No answer at the house. Three times.
No answer on her cell. Three times.
I call my Dad at work. He says she was fine this morning and was going to go do some shopping. Nothing to worry about.
Of course she's shopping. She was just in the emergency room and she should be at home, resting and taking antibiotics. Why wouldn't she go shopping?
So, I don't worry. I know that she is stubborn and if she was feeling better, she probably is out shopping.
I'm still a little worried though. I call my Dad as soon as he gets home.
I can already hear it in his voice and my heart sinks. He came home to find her lying on the floor next to the bed. She had collapsed again and couldn't get herself back up. She had been lying there for 3 hours.
He picked her up and she was saying she was okay and just wanted to go back to bed and rest.
Thank God he didn't give in and he called 911 right away.

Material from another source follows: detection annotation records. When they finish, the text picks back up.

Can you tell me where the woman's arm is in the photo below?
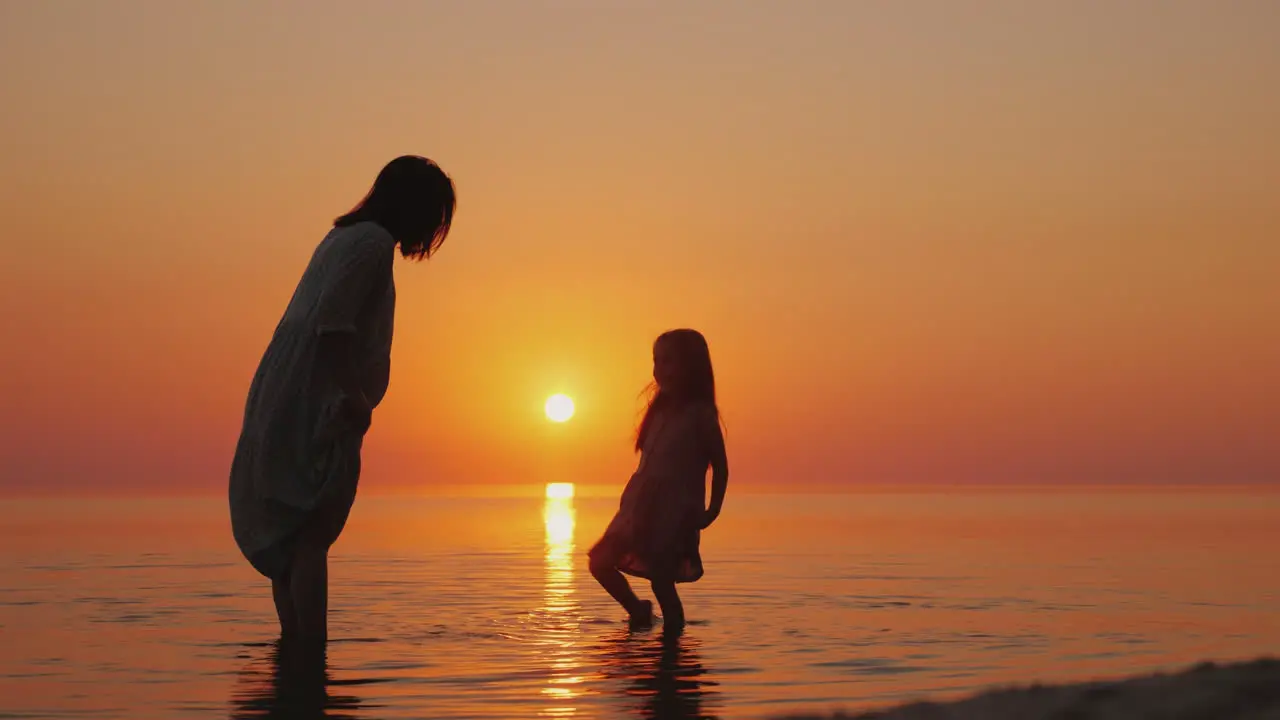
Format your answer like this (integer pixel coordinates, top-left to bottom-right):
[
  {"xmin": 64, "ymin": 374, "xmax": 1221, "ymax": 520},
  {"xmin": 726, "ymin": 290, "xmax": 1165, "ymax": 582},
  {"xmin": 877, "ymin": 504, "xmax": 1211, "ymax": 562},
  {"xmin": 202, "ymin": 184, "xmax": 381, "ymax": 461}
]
[
  {"xmin": 699, "ymin": 407, "xmax": 728, "ymax": 528},
  {"xmin": 316, "ymin": 332, "xmax": 372, "ymax": 430}
]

I was 2 hours away and utterly useless. He told me not to come down until I heard from him. He didn't want me driving that far at night by myself.
All I could do was wait.
After three hours, I finally get the call from my brother. She was being admitted to the hospital.
I packed my bag and went down the next morning.
When I walked into that hospital room, my heart sank again.
I've never seen my mother looking so fragile. So sick. So weak. So old. It scared the hell out of me.
My mother is 68 years old and she looked like she was 100. In her wrinkled face, I saw the faces of my grandmother, my Aunt Irma, my Aunt Hazel, my Aunt Edna. All who have passed. All who had the same wrinkled face in their later years.
I saw her vulnerability. Her mortality.
I have never been more terrified in my entire life.
My fragile little mother, lying in that bed with tubes everywhere and absolutely no color in her face.
Thank God she was able to get better. Her fever broke by Monday and the doctor sent her home today. They still don't know what type of infection she has or what caused this to happen.
That's a little scary.
She is feeling much better though. She has to follow up with her doctors and do some more bloodwork so they can hopefully figure out what happened.
I've already told her she needs to take it easy and not push herself. She is already talking about decorating the house for Christmas and going back to work tomorrow morning.
I can't argue with the woman. She's stubborn as hell.
All I can do is pray that the doctors figure out what happened so it doesn't happen again.
I've already told her that if she doesn't answer the phone again, I'm sending someone to bust down the door. Just the thought of her lying on the floor, unable to get herself up or call for help breaks my heart.
Sometimes it really sucks to be so far away from my family when they need me the most.